The Partnership for America’s Children held a convening in December for nearly 50 state and national advocacy organizations working to increase the count of young children in the 2020 Census. Many of the state advocates are undertaking innovative strategies that are free or inexpensive and that can be executed in your states and communities in the next few months. Below is a summary of these strategies.
During the meeting, advocates also had the opportunity to strategize with colleagues on ways to reach as many families with young children as possible. These ideas are also summarized below. The suggestions that are listed as brainstorming ideas have yet to be implemented, but these ideas can be helpful as you strategize census efforts within your state. If you would like to learn more about any of the initiatives mentioned, please email Jasmine Jones at email@example.com.
• Virginia – Advocates are collaborating with hospital systems since they are trusted messengers to patients and employees. They are giving content to the hospital system’s mission team to distribute to employees through newsletters and emails. They are also distributing materials, such as flyers, to pediatricians within the hospital system to display in their offices.
• Virginia – Advocates are sending census materials in the “Go-and-Grow” bags that are given to families when they have a baby. Another state advocate also worked with their state to put information in packets that are given to parents with newborn babies, so this can be achieved in multiple states.
• Brainstorming Idea – Put messages about counting children on newborn baby blankets that go home with newborns.
Early Childhood Field
• New Jersey – Advocates created toolkits for early childhood providers. They also created a monthly census action and activity timeline for child care providers.
• Several states are distributing WE COUNT books during home visiting meetings.
• NAEYC – NAEYC is supporting its network of affiliates and advocates to prioritize joining local and state coalition efforts in addition to developing tools and resources for advocates to communicate on the census.
• Brainstorming Idea – Play census messages while on hold for child care services or similar programs.
Nonprofit Organizations and Coalitions
• Oklahoma – Oklahoma has a Complete Count Committee specifically for nonprofit organizations across the state with subcommittees representing different demographics. Advocates from Oklahoma are also encouraging nonprofit organizations to reach out to their volunteer base to apply for census jobs. If the volunteers do not need the compensation for the census work, they can donate the funds to a nonprofit organization.
• California – Advocates are working with an existing network, All In, to establish liaisons with teachers and parents. They are planning to host presentations and trainings for parent leaders to instruct them on how to encourage other parents to participate in the census. The child-focused organizations within All In formed its own Complete Count Committee to share resources and expand impact.
• South Carolina – As a Prevent Child Abuse America grantee, advocates will send census information in the prevent child abuse boxes that go out in the beginning of March.

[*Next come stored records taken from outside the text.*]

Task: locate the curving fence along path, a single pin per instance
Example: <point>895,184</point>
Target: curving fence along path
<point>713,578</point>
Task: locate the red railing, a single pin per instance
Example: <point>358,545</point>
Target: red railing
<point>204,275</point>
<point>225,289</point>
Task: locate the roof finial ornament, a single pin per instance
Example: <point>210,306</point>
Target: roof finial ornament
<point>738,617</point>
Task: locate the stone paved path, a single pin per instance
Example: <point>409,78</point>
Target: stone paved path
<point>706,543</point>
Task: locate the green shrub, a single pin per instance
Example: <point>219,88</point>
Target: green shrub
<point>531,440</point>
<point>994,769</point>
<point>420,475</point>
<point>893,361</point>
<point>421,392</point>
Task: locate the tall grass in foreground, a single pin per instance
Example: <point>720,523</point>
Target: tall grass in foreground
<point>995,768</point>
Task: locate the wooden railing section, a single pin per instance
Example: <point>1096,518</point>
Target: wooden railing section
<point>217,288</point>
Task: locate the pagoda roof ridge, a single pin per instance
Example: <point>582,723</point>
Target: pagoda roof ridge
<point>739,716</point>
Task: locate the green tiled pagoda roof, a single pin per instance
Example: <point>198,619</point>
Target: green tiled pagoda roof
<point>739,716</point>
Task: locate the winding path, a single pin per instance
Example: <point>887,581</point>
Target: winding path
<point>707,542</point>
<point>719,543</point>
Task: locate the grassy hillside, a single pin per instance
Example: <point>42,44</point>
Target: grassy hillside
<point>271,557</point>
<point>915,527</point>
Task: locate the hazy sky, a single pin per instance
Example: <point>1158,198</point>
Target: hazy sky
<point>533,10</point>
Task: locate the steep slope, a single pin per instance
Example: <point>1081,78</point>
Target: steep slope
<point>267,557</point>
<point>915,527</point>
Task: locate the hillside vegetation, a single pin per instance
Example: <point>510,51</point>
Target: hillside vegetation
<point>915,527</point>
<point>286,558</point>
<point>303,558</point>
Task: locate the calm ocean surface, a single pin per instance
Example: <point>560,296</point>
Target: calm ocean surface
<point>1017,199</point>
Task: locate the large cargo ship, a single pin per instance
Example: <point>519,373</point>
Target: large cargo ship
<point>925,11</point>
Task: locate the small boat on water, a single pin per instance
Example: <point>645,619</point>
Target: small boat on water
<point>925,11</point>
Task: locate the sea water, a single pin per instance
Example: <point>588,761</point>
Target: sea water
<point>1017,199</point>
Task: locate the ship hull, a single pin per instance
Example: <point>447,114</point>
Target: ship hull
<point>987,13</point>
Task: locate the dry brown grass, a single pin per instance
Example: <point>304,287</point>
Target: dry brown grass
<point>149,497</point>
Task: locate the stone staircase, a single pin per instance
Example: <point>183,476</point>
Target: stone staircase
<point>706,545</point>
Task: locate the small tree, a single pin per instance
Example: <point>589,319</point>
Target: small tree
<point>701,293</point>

• Ohio – Advocates are leading a statewide group of nonprofit organizations. The advocates are planning to raise the resources to fund the census work through state organizations matching funds.
• Texas – Advocates created a Texas Counts campaign to function as a resource hub within Texas. The campaign also creates census-specific materials and templates to engage communities.
• New Jersey – Advocates worked with the local Girl Scouts council to increase their engagement in census outreach. They created a patch specific to census work – now that it has been established, any girl scout across the country can earn the patch. The advocates also hosted a webinar for girl scouts and troop leaders to inform them about the census.
• Brainstorming Ideas – Conduct trainings on how to engage others with effective messaging, especially for individuals who interact with families. This can be done through brownbag lunches with staff or partnering with coalitions to provide information at meetings or on webinars.
• Brainstorming Idea – Host census parties and child-focused events through April 1st.
• Brainstorming Idea – Distribute commitment cards and “I completed the Census” stickers.
• Oregon – Advocates are training youth in its statewide youth-led foster program to reach and educate peers within their network about the census.
• Brainstorming Idea – Send a template letter with census information to foster care agencies for them to distribute to foster care families.
State and Business Partnerships
• Indiana – Advocates collaborated with the Public Transportation Department to pay for tail wraps on the back of public buses. They were able to purchase detail wraps on 6 buses in service 12 hours a day for 4 weeks – the total cost was $1000.
• Arkansas – Advocates have created a sign-on letter for business representatives and elected officials to show solidarity in supporting census outreach – this list will be sent to the media. Advocates will also be collecting quotes from the business community to capture the importance of filling out the census form from a business perspective.
• Brainstorming Idea – Include census information on energy bills.
• Brainstorming Idea – Place large ads at store entries.
• Brainstorming Idea – Place ads in the baby/newborn section of Walmart and other big box stores.
• Brainstorming Idea – Companies can send census information with donated goods or put census reminders on coupons/receipts.